Dr. Anderson presented information showing that the cattle herd is expanding and that prices were lower than at this point last year. Availability of beef, pork, and chicken should be adequate and competitively priced for the upcoming year.
Dr. Wagner discussed the Food and Drug Administration requirements for producing various acidic and acidified sauces. Several of the participants use Dr. Wagner’s lab to test their products, and he encourage others to send products to his lab to verify that their products were produced safely.
Smoked beef strip loins and top sirloin butts along with smoked blade sections of pork loins were served to the participants by Griffin and Riley. Corn salad and strawberry cake was prepared by Jackie Savell for the lunch. We enjoyed feeding the owner/operators and pitmasters as a small token of our appreciation for the work they do in making Texas Barbecue such a popular product these days.
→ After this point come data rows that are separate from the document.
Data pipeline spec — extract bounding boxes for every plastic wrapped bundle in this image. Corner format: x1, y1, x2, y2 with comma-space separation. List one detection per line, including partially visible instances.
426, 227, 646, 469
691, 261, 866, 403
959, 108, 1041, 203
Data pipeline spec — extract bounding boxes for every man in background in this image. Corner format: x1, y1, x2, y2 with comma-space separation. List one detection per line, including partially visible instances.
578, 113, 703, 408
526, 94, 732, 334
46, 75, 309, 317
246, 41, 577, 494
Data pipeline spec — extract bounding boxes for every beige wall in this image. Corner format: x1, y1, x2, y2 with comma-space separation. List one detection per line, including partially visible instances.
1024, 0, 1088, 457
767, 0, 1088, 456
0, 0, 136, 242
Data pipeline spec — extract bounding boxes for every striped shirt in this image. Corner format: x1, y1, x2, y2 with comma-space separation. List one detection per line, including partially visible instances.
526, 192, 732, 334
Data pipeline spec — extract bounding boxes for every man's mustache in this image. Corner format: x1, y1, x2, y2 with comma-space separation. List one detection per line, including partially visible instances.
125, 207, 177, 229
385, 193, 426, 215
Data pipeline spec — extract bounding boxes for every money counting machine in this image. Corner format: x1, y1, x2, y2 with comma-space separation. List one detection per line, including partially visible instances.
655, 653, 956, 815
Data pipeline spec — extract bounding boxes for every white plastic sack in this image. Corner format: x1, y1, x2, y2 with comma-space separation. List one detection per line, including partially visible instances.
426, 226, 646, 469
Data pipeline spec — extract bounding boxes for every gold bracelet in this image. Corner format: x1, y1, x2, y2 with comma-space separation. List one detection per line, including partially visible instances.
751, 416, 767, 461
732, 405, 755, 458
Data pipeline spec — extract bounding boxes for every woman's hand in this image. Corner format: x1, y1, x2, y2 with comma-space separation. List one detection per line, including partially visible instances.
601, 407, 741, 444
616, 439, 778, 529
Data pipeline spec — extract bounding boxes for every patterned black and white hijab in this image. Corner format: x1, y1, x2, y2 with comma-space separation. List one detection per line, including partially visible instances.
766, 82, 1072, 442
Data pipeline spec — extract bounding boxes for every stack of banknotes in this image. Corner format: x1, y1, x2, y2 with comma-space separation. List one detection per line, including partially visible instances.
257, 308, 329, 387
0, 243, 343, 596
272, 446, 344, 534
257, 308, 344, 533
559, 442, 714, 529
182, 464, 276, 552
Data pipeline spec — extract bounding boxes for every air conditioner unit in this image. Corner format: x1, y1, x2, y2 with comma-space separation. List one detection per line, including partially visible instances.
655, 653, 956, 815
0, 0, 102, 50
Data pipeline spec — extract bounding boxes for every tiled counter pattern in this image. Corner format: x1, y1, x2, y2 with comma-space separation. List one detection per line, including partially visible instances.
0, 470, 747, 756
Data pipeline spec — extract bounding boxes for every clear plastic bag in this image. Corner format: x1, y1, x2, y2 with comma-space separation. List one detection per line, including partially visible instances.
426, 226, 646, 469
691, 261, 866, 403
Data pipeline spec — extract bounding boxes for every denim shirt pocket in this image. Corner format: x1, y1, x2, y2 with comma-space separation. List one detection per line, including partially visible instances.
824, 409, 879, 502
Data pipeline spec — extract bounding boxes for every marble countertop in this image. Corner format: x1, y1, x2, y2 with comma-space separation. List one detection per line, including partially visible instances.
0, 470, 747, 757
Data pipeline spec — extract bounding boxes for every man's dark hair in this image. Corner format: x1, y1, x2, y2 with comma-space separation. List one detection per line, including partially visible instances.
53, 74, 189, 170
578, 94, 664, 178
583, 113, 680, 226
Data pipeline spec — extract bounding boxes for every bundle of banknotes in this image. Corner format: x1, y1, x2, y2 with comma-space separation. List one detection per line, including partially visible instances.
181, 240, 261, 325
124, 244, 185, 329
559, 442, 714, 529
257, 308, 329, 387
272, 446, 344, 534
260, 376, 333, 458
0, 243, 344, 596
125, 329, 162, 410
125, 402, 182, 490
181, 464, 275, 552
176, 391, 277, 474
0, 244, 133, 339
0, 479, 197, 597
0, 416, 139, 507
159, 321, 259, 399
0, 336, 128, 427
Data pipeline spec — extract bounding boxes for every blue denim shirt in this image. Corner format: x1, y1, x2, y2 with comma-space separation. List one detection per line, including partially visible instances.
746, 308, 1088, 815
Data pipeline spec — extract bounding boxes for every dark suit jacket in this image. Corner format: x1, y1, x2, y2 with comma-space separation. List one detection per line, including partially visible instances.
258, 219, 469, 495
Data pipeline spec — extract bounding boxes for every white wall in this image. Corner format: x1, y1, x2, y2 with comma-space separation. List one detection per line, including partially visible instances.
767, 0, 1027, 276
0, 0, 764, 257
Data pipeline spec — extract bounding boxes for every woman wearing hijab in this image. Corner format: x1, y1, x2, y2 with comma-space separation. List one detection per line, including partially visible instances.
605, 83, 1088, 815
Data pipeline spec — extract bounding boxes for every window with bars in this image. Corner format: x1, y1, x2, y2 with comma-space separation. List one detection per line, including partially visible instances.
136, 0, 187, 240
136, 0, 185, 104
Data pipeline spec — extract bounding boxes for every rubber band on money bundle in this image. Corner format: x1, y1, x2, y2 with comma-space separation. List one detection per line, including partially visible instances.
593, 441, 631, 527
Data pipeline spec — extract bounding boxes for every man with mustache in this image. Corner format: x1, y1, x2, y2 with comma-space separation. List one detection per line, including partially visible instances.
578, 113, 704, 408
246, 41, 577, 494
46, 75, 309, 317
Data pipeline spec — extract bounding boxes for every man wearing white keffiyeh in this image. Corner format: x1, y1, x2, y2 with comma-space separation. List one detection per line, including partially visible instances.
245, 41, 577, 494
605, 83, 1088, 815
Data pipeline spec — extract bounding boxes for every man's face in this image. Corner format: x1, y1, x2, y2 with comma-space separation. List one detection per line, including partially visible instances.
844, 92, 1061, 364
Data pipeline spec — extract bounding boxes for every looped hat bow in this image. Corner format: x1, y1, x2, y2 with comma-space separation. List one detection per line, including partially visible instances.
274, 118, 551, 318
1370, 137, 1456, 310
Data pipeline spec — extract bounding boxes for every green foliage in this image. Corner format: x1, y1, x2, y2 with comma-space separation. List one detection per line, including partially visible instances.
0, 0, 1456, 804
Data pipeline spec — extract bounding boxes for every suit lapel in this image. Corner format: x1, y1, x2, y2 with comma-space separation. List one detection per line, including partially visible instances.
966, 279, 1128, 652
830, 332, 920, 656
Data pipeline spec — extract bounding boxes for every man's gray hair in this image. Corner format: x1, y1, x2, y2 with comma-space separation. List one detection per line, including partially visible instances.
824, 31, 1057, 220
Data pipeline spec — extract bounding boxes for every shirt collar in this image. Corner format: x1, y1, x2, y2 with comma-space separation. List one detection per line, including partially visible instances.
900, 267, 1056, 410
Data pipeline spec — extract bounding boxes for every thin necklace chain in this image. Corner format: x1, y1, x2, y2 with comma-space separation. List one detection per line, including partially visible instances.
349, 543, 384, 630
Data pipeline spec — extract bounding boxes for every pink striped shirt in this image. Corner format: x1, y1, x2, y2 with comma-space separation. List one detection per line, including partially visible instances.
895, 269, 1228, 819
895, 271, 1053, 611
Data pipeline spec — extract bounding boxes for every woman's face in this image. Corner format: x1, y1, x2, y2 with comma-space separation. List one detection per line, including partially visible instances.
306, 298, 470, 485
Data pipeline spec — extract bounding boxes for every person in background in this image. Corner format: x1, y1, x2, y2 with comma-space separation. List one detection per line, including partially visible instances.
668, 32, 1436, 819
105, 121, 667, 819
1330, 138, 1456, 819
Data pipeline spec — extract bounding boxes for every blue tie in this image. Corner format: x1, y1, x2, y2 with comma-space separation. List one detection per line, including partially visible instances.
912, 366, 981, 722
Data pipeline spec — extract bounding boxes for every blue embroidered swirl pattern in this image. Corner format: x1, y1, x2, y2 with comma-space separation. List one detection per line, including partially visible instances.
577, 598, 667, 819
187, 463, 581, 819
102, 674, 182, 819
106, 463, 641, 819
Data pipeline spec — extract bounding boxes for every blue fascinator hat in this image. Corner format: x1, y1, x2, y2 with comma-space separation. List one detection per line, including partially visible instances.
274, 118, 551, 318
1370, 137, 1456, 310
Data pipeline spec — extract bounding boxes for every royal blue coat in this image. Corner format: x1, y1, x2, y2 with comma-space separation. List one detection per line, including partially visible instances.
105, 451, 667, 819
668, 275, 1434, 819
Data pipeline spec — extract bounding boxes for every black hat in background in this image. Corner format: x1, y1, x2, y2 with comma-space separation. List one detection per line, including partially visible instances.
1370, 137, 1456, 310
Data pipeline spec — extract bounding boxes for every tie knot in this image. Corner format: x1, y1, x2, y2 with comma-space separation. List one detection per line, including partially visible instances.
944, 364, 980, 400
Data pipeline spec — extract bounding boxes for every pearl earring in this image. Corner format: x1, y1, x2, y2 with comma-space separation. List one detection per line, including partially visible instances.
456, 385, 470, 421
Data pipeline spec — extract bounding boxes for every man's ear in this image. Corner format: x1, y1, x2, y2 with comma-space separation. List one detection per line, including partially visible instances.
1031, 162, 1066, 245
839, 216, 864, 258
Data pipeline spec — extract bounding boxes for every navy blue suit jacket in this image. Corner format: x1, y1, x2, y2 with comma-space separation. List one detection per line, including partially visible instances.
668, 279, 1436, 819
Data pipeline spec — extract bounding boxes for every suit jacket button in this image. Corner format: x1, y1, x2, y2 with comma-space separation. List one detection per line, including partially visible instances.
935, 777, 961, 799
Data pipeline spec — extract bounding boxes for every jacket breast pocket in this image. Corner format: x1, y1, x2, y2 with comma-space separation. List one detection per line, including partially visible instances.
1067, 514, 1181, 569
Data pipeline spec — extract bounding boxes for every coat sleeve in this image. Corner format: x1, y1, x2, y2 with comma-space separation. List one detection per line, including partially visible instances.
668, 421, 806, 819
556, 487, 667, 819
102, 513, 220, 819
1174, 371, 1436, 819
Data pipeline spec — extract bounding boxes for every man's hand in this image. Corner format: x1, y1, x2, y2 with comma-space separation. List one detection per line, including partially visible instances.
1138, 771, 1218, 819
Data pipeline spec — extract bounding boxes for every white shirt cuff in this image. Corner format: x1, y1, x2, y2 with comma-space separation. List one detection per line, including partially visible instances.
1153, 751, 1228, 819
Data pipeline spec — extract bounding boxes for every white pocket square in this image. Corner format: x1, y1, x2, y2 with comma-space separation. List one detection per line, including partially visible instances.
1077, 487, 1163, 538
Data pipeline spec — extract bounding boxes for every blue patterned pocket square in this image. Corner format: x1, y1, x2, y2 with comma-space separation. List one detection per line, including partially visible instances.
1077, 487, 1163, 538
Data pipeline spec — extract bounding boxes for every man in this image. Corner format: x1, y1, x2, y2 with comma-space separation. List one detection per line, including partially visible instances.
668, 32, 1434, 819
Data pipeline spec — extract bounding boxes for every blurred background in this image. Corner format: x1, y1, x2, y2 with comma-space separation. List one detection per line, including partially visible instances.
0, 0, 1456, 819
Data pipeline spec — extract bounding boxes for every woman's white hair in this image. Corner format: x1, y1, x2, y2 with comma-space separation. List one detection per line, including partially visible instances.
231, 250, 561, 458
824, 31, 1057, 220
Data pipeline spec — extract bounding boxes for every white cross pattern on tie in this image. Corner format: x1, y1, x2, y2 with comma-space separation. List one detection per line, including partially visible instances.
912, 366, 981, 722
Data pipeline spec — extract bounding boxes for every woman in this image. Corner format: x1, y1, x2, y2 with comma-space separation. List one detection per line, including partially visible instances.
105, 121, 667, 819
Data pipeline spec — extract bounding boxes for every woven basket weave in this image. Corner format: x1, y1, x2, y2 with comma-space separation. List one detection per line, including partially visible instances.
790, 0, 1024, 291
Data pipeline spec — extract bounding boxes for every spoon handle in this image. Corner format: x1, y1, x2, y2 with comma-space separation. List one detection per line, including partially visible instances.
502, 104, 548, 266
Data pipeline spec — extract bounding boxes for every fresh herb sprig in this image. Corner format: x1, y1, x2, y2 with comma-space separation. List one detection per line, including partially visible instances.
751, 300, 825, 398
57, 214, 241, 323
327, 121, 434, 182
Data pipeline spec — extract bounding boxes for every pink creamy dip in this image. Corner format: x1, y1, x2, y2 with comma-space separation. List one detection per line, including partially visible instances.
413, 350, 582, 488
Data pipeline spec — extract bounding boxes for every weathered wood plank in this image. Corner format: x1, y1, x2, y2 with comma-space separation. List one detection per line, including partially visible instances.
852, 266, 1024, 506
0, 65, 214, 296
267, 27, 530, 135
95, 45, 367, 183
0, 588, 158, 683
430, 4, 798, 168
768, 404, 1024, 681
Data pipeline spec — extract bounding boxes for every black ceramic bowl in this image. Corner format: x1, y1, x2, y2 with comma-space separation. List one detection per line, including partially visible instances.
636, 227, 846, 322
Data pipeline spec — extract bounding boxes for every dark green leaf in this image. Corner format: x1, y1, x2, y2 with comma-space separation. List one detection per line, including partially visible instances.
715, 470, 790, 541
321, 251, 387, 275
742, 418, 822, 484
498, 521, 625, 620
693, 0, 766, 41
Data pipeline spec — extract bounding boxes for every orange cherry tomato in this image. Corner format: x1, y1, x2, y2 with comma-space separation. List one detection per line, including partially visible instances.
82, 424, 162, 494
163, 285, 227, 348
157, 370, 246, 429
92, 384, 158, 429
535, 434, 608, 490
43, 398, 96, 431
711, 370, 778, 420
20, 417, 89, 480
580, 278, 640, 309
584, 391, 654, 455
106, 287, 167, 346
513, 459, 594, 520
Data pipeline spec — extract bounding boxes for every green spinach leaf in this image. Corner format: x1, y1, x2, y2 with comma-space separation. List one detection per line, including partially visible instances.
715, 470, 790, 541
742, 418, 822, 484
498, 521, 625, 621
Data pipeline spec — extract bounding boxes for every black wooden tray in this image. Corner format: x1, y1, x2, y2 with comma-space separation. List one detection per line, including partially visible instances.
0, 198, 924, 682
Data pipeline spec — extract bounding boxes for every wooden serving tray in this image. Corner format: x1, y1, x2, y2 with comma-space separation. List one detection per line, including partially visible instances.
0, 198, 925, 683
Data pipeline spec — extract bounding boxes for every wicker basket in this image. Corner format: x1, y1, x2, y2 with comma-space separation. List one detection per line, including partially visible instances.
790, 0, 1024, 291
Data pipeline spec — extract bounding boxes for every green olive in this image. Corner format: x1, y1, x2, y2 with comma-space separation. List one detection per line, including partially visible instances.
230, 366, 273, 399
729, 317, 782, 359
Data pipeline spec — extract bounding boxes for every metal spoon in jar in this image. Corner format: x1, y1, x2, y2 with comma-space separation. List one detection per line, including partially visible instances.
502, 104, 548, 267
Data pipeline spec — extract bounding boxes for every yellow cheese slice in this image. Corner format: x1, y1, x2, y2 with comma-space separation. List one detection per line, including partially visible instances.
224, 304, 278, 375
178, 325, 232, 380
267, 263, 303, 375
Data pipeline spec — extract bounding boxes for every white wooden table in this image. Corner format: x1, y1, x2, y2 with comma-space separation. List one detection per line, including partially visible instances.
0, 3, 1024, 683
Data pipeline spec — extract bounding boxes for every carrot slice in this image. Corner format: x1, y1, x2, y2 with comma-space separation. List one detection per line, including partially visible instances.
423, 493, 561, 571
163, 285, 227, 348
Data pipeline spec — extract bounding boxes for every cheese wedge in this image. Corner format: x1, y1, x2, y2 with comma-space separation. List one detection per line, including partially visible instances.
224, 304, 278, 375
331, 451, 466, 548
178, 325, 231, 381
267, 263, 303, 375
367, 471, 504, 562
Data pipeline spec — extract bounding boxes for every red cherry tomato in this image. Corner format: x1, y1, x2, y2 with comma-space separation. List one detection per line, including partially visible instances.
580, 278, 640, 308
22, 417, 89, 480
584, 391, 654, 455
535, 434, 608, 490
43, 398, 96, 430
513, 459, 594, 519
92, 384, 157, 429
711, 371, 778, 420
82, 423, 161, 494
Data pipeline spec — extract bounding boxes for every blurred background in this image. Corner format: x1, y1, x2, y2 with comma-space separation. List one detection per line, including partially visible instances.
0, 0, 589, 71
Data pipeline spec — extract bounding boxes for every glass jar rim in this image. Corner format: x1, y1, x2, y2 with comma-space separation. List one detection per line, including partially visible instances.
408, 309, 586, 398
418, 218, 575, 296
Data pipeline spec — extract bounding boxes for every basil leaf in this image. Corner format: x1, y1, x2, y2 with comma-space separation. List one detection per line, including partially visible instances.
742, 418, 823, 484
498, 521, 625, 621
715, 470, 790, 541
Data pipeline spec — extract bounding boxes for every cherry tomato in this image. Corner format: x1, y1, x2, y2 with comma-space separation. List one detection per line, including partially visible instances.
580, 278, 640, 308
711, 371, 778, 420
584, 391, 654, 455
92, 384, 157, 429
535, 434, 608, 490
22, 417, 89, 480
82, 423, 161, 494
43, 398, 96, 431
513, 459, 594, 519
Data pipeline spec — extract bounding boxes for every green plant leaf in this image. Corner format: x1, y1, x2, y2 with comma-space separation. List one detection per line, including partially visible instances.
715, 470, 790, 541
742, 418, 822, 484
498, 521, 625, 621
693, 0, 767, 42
After lunch, the participants went to the Rosenthal Meat Center for a demonstration of beef grading and beef yield and cutout values. One key observation mentioned by several of the participants was that the grade of brisket was determined by the amount of marbling in the ribeye muscle and not by some evaluation of the brisket itself. Participants were intrigued by the number of cuts that come from a beef carcass, and the range in values for these cuts.
Feedback from the participants was great, and we will likely keep having the yearly meeting as a way for those in the Texas Barbecue business to keep up with prices, supplies, and current trends in the meat sector.